Por que insistir em falar e escrever errado?

Coisa feia

Um homem de grande cultura, que chegou a altos postos como cultor do Direito, resolveu publicar um livro de humor, uma espécie de dicionário das expressões das empregadas domésticas. Eta, idéia infeliz!

Primeiro, porque a piada é antiga: as mesmas frases, ou semelhantes, já foram exaustivamente divulgadas pela Internet como tradução da linguagem dos mineiros (algo como ‘lidileite’, significando ‘litro de leite’). Segundo, porque não se ridiculariza quem já tem motivos de sobra para sentir-se discriminado. É claro que a intenção do autor do livro não foi ridicularizar ninguém, mas apenas fazer humor; no entanto, mesmo não intencional, o efeito acaba sendo esse.

Sotaque é sotaque, e pronto. O professor Henry Kissinger foi secretário de Estado americano falando com um sotaque alemão pesadíssimo. O almirante Cochrane mal falava português quando liderou brasileiros na luta contra os colonizadores portugueses.

É tudo Brasil, de ‘meu rei’ a ‘um chopps’. Não é questão de combater o livro, apenas de esquecê-lo.

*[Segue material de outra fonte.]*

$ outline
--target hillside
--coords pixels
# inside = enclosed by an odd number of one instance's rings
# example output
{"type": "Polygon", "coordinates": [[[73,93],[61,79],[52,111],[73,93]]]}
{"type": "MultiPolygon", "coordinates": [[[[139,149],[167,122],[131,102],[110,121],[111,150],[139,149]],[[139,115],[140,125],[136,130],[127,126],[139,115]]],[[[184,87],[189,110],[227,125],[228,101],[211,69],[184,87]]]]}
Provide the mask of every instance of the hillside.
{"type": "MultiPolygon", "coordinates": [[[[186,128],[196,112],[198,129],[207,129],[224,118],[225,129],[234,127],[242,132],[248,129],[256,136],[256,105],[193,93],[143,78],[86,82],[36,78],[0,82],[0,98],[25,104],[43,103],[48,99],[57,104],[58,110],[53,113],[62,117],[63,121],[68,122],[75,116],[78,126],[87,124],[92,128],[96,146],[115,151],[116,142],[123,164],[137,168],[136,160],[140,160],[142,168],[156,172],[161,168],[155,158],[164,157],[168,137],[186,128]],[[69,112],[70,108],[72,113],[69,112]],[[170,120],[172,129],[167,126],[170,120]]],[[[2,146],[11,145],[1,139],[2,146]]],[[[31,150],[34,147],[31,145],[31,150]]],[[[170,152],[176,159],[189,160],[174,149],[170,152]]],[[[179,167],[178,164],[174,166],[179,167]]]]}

E de pedir ao autor – que é culto e bem humorado – que nos dê outra obra engraçada, sem esse tipo de problema. Afinal de contas, precisamos rir de alguma coisa.

Melhor que plástica

A frase é da cantora canadense Nelly Furtado, explicando por que mudou a aparência riponga e adotou um estilo mais sensual: ‘Miami faz bem à bunda’.

E eu com isso?

É difícil explicar como é que sobrevivemos tantos anos aos carros sem cinto de segurança, nem como é que vivemos tantos anos sem computador nem Internet. Mais difícil é entender como conseguimos viver sem as informações abaixo:

1 – Grupo Meteora, do namorado de Ivete Sangalo, lança primeiro CD.

2 – Kelly Key leva filhos ao circo e brinca com palhaço.

3 – Irmã mais nova de Paris Hilton vai lançar hotel próprio.

4 – Luana Piovani confirma namoro com Dado Dolabella.

Como é mesmo?

Esta notícia saiu com destaque:

Hilary Swank diz que vício do marido prejudicou seu casamento

‘A atriz ganhadora do Oscar Hilary Swank disse que a separação após oito anos de casamento com o ator Chad Lowe foi causada em parte devido ao problema de abuso de substâncias que ele vinha combatendo.

‘(…) A atriz disse, na última edição da revista Vanity Fair, que ficou chocada ao descobrir o vício de Lowe, que acabou contribuindo para o divórcio’.

Alguém poderia contar a nós, pobres leitores, qual é o vício que causou o divórcio?